Yine de yakın vadede bir müzakere girişiminde bulunmak beyhude ya da daha kötü olacaksa, ABD diplomasisi müzakere için bir bağlam oluşturma işine başlamalı. İsrail ve Filistinlileri kapsayan siyasi bir yol elzem olmaya devam ediyor. Bu olmadan İsrail ve Arap komşuları arasında normalleşmenin devam etmesi zor olacaktır zira Suudi Arabistan’ın normalleşmeyi İsrail’in Filistinlilere dönük politikasına bağlama ihtimali eskiye nazaran daha yüksek. Daha da önemlisi, çok geçmeden yanında bir Filistin devleti olmadan İsrail güvenli, müreffeh, demokratik ve Yahudi bir devlet olarak kalamaz. Tek devletli çözümsüzlük olarak adlandırılabilecek statükonun süresiz olarak devam etmesi tüm bu nitelikleri tehdit ediyor.

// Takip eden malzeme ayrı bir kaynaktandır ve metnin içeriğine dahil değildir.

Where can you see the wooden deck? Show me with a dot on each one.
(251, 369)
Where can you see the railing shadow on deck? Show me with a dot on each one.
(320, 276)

ABD İsrail’i, önce özel olarak, sonra da gerekirse kamuoyu önünde, politikasını zaman içinde ortaya çıkacak uygun bir Filistinli ortak için gerekli ortamı oluşturmaya yönlendirmeye teşvik etmeli. Buna karşın İsrail politikası son yıllarda barış için bir ortak olmadığını söyleyebilmek için Filistin Yönetiminin altını oymaya niyetli görünüyor. Amaç Hamas’ın sunduğu çözümün bir çıkmaz sokak olduğunu göstermek olmalı, ama aynı zamanda şiddeti reddedip İsrail’i kabul etmek isteyenler için daha iyi bir alternatif olduğunu göstermek de bir o kadar önemli. Bu da Batı Şeria’daki yerleşim faaliyetlerine keskin sınırlar koymak, bir Filistin devletini de içerecek nihai statü ilkelerini dile getirmek ve Filistinlilerin bu amaca ulaşmak için yerine getirebilecekleri katı ama yine de makul koşullar belirlemek anlamına gelecektir.
Bu noktaya gelebilmek için Washington’un sürece aktif bir şekilde dahil olması ve kendi görüşlerini, ABD’yi İsrail politikasından uzaklaştırmak anlamına gelse bile, açıkça ifade etmesi gerekecektir. ABD’li yetkililerin İsrailli muhataplarıyla doğrudan ve dürüstçe konuşmaları gerekecektir. İlginçtir ki Biden yönetimi, İsrail’in Filistin meselesine yaklaşımından ziyade İsrail yargı reformu ve iç politika konularına tepki göstermekte çok daha güçlü oldu. Fakat İsrail ile yalnızca İsrail’in en yakın ortağı olan ABD’nin yapabileceği türden konuşmalar yapmalı. Önerilen yargı reformu İsrail demokrasisi için ne kadar önemli bir tehditse, geçtiğimiz hafta yaşanan hadiseler, çözüme kavuşmamış Filistin meselesinin çok daha büyük bir tehdit olduğunu ortaya koydu.